Regia di Mario Brenta vedi scheda film
Vermisat è il soprannome di un poveraccio che per sopravvivere raccatta vermi nei fossi, da vendere come esche ai pescatori. Fra un arresto e un ricovero, Vermisat conosce la prostituta Maria, l’unica persona con cui riesce a legare.

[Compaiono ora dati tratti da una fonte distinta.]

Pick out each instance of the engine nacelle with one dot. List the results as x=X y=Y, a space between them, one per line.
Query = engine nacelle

Con questa pellicola esordisce come regista Mario Brenta, già aiutante di Eriprando Visconti e di Ermanno Olmi; proprio da quest’ultimo pare aver preso maggiormente spunto, imbastendo qui una storia di povera gente ambientata per lo più in scenari rurali, con una morale densa di pietà per il genere umano e con tanto di titolo in dialetto lombardo. C’è davvero parecchio Olmi in Vermisat, scritto da Brenta insieme a Pier Giuseppe Murgia, altro cineasta in erba destinato a passare presto dietro alla macchina da presa; c’è più in generale un’atmosfera distante dal cinema italiano, di quei tempi e non solo: Vermisat è un dramma dalla trama riassumibile in un paio di righe, ma è anche un lavoro di eccezionale intensità che può casomai richiamare l’approccio nordico alla settima arte: forse più freddo, ma anche più diretto al cuore del problema. Cuore del problema che in questo caso è già esplicitato dalla (sgrammaticatissima!) didascalia in apertura, che inquadra il contesto del film nel sottobosco degli emarginati dal boom industriale del nord del Belpaese. Buona la scelta dei protagonisti, ovvero Carlo Cabrini – che aveva debuttato come attore proprio ne I fidanzati di Olmi, nel 1963, per poi praticamente sparire – e la già più nota Maria Monti; indubbiamente il ritmo non è il punto forte dell’opera, così come le musiche di Nicola Piovani risultano sempre un po’ troppo in secondo piano. 6/10.